Filed under: 2008 elections,Democrats,Generations — Jeffrey L. Pasley @ 11:55 pm

Obama’s speech was the only part of the convention my first-week-of-classes self could manage to watch live. It was not quite what I expected, but probably better. Democratic candidates since JFK and RFK have had a tendency to go for the soaring Ted Sorensen rhetoric that never seems to sound right coming out of non-Kennedy-accented, educated-after-the-1940s mouths. Unsurprisingly, most of these Kennedy wannabees did not pan out as national candidates. In a high-flown speech, Obama could never have matched the expectations for ultra-eloquence he has engendered, and he would have fed into the “show horse” meme pushed by the Clinton and McCain forces and the Baby Boomer-dominated media. Instead he came across as very direct and grounded, making the Rovian semi-smears and coded slurs of the past month seem as stupid and counter-productive as they were.

Once again, I found my response to Obama was very personal. His name may not be common in Kansas, but he does sound like a guy from there, and seems to represent the best aspects of the state where I grew up. Perhaps it will not come as a surprise that I tend to identify more with the Free State side of the Kansas tradition — the anti-slavery, pro-education, progressive side — rather than the anti-evolution, homophobic, paleo-Christian side that has been more on display in recent years. Then there’s the generational aspect: my Mom had an early 70s young mother dress just like the one Barack’s mom wears in one of the pictures in the biographical video that was shown; watching the moon landing as a small boy was one of my strong early memories, too; and one of his best lines against McCain was a crappy 70s TV reference. On a more serious level, we finally get a candidate whose outlook was not shaped by the whole coonskin cap to Woodstock to Weather Underground arc that we are all so very tired of hearing about.

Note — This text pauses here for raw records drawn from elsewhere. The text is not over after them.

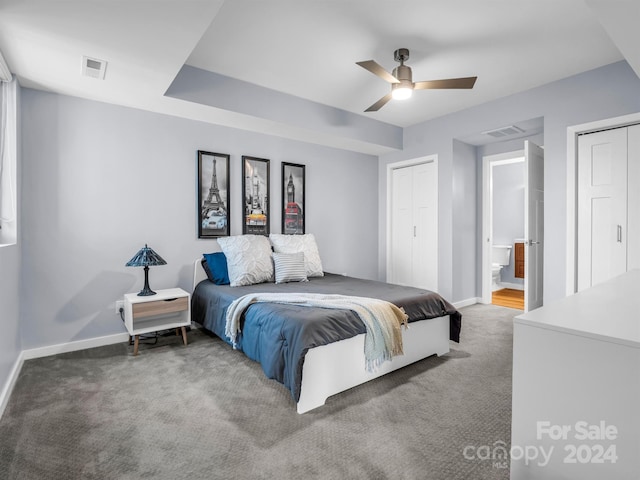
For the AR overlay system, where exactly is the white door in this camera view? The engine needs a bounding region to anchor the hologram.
[524,140,544,312]
[409,162,438,291]
[389,167,414,285]
[387,157,438,291]
[577,128,627,291]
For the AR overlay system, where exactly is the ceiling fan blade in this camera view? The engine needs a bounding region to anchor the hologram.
[356,60,400,83]
[413,77,478,90]
[365,93,391,112]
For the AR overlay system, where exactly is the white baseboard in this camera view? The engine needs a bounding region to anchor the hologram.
[0,352,24,418]
[453,297,481,308]
[22,333,129,360]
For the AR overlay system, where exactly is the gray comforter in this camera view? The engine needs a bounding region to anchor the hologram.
[191,273,462,402]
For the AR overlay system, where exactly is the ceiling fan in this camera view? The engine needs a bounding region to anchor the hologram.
[356,48,478,112]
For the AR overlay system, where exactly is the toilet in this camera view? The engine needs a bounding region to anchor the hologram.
[491,245,511,291]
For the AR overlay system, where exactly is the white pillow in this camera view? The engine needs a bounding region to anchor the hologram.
[218,235,273,287]
[269,233,324,278]
[272,252,308,283]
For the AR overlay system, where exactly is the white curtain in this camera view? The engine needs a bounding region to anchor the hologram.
[0,77,18,244]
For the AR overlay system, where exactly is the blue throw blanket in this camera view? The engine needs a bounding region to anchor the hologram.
[225,293,408,371]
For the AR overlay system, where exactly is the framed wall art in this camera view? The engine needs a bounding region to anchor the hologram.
[242,156,271,235]
[198,150,231,238]
[282,162,305,235]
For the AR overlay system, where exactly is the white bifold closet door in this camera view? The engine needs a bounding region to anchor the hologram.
[389,160,438,291]
[577,125,640,291]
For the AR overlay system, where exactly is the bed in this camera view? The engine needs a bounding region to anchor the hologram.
[191,258,461,413]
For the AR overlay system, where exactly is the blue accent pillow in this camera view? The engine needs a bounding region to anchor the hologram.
[202,252,229,285]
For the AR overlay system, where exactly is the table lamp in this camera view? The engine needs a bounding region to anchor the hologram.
[125,243,167,297]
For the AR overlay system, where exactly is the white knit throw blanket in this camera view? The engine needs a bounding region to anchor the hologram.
[225,293,408,371]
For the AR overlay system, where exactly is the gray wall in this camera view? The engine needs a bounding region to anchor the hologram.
[451,140,482,300]
[378,62,640,303]
[0,82,22,404]
[492,162,524,285]
[21,89,378,349]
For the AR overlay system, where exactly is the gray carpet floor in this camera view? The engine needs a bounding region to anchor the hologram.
[0,305,520,480]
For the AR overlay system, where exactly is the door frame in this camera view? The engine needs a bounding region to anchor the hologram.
[480,149,524,305]
[386,154,440,284]
[565,113,640,296]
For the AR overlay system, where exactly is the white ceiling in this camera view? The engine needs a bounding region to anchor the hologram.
[0,0,640,153]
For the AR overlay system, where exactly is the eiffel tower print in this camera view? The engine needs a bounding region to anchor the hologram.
[202,157,227,218]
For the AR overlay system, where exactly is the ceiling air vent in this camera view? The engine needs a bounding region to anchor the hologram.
[482,125,524,138]
[82,57,107,80]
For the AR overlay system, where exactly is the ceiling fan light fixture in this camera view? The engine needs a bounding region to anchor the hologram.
[391,82,413,100]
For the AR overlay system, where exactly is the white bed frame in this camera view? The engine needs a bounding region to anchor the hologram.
[193,258,449,413]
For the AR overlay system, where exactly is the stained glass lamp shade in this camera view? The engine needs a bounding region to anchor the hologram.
[125,243,167,297]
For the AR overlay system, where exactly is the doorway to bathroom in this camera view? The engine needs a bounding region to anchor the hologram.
[482,141,544,311]
[482,150,525,310]
[483,151,525,310]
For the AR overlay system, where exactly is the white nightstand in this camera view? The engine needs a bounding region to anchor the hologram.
[124,288,191,355]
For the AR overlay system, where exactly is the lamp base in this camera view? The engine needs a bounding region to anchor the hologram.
[138,266,156,297]
[138,285,156,297]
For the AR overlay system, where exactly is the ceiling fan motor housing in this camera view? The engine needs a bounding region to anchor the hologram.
[393,48,409,63]
[393,65,413,83]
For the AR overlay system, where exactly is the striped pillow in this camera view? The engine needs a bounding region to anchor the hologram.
[272,252,308,283]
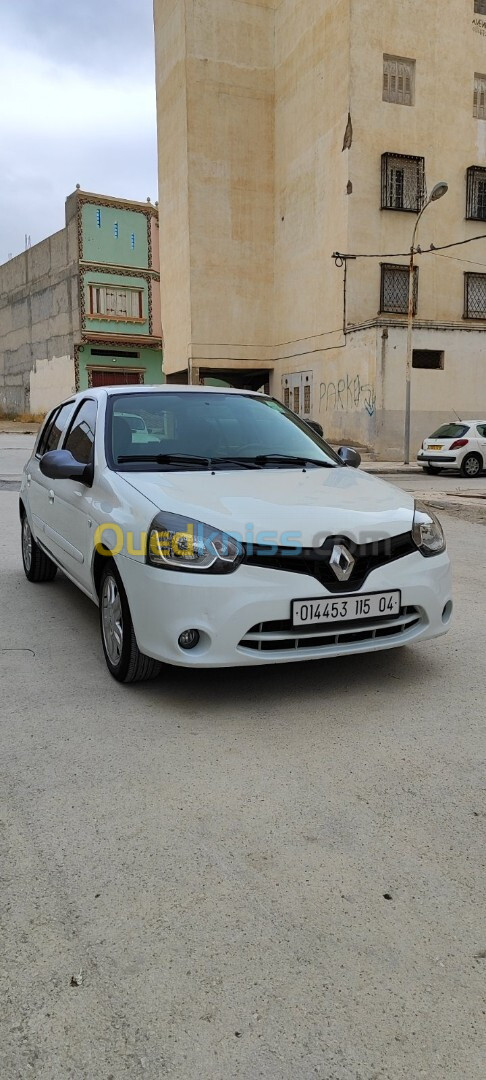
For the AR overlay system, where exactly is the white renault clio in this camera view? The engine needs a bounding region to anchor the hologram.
[19,386,453,683]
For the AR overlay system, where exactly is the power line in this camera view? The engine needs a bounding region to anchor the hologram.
[332,232,486,266]
[435,252,486,267]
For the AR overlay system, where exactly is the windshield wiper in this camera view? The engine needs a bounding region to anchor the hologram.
[211,457,261,469]
[117,454,211,469]
[254,454,335,469]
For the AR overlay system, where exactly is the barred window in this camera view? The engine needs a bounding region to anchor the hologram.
[383,54,415,105]
[89,285,144,321]
[473,75,486,120]
[465,165,486,221]
[380,262,418,315]
[464,273,486,319]
[381,153,426,213]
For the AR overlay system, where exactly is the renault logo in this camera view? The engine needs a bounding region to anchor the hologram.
[329,543,355,581]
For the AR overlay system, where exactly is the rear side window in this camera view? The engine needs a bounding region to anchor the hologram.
[64,399,96,465]
[36,402,75,457]
[429,423,469,438]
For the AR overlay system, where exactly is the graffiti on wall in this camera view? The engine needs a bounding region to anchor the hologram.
[319,375,376,416]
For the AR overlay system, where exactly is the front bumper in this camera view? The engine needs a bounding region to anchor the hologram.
[116,552,451,667]
[417,450,460,469]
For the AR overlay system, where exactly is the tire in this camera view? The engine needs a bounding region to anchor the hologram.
[461,454,483,480]
[99,559,161,683]
[21,511,57,584]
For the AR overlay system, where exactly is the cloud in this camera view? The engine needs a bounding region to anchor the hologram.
[0,0,157,261]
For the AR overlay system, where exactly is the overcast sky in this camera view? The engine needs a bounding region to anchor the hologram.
[0,0,158,262]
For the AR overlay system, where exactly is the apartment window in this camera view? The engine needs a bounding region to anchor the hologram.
[411,349,444,372]
[473,75,486,120]
[464,273,486,319]
[381,153,426,214]
[90,285,144,320]
[383,55,415,105]
[465,165,486,221]
[380,262,418,315]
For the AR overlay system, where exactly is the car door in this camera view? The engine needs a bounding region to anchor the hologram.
[45,396,97,593]
[25,401,76,551]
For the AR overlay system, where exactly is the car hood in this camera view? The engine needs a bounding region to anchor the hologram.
[119,467,414,546]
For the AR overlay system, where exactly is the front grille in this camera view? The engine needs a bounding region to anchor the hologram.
[238,607,422,652]
[243,532,417,594]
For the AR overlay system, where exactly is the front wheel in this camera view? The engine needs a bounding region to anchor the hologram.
[461,454,483,480]
[22,512,57,583]
[99,561,161,683]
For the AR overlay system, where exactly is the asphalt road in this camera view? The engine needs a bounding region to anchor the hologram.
[0,440,486,1080]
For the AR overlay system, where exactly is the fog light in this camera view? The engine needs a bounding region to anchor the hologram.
[179,630,199,649]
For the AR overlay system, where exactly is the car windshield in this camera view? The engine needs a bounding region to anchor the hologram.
[106,390,342,472]
[429,423,469,438]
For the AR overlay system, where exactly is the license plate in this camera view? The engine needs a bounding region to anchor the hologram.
[292,590,401,626]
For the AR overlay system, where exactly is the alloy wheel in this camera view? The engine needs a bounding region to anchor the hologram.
[102,573,123,665]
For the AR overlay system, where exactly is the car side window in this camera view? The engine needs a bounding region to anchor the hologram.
[36,402,75,458]
[63,397,96,465]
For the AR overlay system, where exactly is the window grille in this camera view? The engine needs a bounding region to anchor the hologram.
[380,262,418,315]
[465,165,486,221]
[90,285,144,319]
[464,273,486,319]
[381,153,426,214]
[383,55,415,105]
[473,75,486,120]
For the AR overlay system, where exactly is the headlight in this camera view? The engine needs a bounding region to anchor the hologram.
[147,513,243,573]
[411,502,446,557]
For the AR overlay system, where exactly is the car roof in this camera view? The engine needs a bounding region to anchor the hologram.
[61,382,268,407]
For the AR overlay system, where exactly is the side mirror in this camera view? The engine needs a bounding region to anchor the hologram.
[338,446,361,469]
[39,450,90,481]
[306,420,324,438]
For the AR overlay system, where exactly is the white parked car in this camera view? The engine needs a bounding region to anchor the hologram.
[417,420,486,477]
[19,386,453,683]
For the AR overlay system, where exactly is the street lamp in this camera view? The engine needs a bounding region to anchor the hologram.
[404,180,448,465]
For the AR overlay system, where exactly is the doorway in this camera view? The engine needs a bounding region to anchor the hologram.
[282,372,313,420]
[90,367,144,387]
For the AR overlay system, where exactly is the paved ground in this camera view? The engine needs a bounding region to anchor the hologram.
[0,442,486,1080]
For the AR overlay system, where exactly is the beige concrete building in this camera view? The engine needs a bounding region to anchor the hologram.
[154,0,486,457]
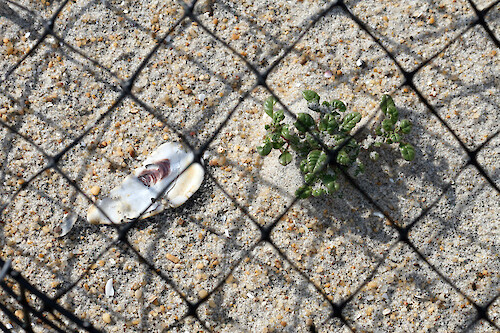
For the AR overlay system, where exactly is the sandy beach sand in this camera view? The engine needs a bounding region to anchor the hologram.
[0,0,500,332]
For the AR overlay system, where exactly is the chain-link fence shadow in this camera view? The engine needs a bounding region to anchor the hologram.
[0,0,500,332]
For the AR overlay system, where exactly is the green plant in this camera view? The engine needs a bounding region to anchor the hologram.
[257,90,415,199]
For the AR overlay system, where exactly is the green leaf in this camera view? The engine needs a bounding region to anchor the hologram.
[295,185,312,199]
[302,90,319,103]
[389,133,401,143]
[323,180,340,194]
[382,118,394,132]
[306,132,321,149]
[380,95,396,115]
[354,162,366,176]
[257,142,273,156]
[281,124,292,140]
[337,149,352,166]
[380,95,399,125]
[370,151,380,161]
[299,159,307,173]
[312,188,325,198]
[321,175,340,194]
[332,99,347,112]
[294,113,315,133]
[278,150,292,165]
[271,133,285,149]
[264,96,277,118]
[342,112,361,132]
[399,119,412,134]
[304,172,316,185]
[272,110,285,124]
[399,143,415,161]
[307,150,328,174]
[318,113,339,134]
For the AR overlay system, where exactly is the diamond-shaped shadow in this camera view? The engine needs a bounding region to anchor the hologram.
[54,1,177,80]
[410,166,500,304]
[133,16,255,146]
[268,8,403,104]
[198,244,331,332]
[0,42,118,154]
[346,91,467,226]
[346,0,476,71]
[271,192,397,303]
[123,180,260,303]
[477,135,500,186]
[415,26,500,149]
[61,247,187,332]
[203,85,302,225]
[2,171,113,297]
[193,0,334,71]
[343,243,476,332]
[0,128,46,207]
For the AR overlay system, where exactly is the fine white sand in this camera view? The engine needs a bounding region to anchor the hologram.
[0,0,500,332]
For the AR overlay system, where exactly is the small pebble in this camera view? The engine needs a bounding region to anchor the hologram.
[104,279,115,297]
[90,185,101,195]
[198,289,208,298]
[167,253,181,264]
[102,312,111,324]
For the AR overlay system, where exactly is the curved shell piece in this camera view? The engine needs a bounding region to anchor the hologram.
[87,142,205,224]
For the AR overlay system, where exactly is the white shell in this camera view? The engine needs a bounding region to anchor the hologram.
[87,142,205,224]
[104,279,115,297]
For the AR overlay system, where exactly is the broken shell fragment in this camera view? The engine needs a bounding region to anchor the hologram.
[87,142,205,224]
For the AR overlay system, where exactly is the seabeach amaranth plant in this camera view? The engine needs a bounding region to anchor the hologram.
[257,90,415,199]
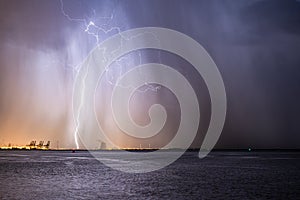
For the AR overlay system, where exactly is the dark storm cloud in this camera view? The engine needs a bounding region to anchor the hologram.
[0,0,300,148]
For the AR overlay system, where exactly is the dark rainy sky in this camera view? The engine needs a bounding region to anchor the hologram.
[0,0,300,148]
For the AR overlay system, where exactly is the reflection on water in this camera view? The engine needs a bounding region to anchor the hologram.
[0,151,300,199]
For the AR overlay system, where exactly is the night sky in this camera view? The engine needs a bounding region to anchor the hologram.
[0,0,300,148]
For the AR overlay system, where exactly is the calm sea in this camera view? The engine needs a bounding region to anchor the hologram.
[0,151,300,199]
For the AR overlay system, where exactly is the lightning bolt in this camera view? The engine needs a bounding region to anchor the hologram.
[60,0,161,149]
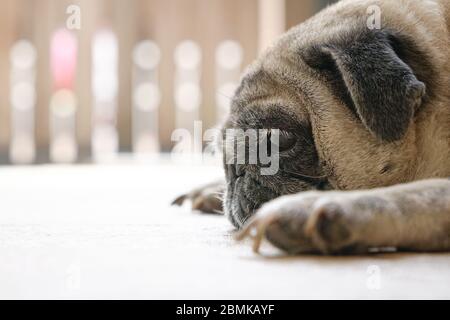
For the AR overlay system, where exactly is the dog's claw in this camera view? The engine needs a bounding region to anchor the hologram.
[235,216,275,253]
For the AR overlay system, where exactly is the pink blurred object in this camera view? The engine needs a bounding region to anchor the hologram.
[50,29,78,90]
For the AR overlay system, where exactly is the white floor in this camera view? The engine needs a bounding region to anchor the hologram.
[0,160,450,299]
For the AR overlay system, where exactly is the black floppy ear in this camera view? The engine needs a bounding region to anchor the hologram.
[304,30,425,142]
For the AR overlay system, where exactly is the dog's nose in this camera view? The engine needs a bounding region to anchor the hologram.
[227,164,245,181]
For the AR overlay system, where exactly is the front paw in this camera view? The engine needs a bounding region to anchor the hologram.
[172,182,224,214]
[237,192,360,254]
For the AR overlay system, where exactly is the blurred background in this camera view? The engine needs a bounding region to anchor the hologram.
[0,0,333,165]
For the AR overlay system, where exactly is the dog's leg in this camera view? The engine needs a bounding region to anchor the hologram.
[238,179,450,253]
[172,180,225,214]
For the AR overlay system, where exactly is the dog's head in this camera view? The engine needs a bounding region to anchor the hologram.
[223,2,440,227]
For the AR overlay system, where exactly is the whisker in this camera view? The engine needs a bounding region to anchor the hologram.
[284,170,328,182]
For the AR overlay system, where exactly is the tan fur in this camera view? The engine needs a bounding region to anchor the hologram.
[253,0,450,190]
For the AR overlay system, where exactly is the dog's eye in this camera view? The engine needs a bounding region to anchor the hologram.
[268,130,297,152]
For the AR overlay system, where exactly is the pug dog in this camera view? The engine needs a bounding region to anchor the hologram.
[175,0,450,254]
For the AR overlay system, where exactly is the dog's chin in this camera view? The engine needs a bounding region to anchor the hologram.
[223,175,334,229]
[224,176,278,229]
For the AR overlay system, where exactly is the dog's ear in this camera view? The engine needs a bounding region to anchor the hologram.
[303,30,425,142]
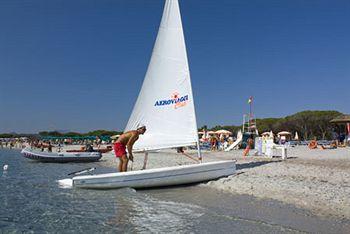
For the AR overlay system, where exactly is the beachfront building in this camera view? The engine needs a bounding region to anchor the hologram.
[330,115,350,144]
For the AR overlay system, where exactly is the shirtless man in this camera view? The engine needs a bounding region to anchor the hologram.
[113,126,146,172]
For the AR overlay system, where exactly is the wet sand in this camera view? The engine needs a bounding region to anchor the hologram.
[101,146,350,219]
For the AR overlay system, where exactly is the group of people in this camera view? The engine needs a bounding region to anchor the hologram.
[209,134,233,151]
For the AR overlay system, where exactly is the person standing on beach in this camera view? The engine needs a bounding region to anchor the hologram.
[113,125,146,172]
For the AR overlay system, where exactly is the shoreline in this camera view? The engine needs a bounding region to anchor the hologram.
[4,145,350,219]
[101,146,350,219]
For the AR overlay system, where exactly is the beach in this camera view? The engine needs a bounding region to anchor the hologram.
[96,146,350,219]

I could live without the tax cut bidding war aspect of Obama’s economic plans, featured in the speech and heavily featured in the commercials that have been running during the Cardinals games lately. Yet, as typically New Democrat centrist as the speech was in some ways, it was, as Andrew Sullivan writes, “unashamedly liberal” in others. Obama actually spoke contemptuously of the idea that the market would solve all problems. He copped to the belief that corporations could not necessarily be trusted to work for the good of all without the government placing some limits on their behavior. And now that I think about it, that middle-class tax cut, combined with other proposals, sounds suspiciously like what they used to call a “transfer payment,” down the economic scale for once. Go transfer payments!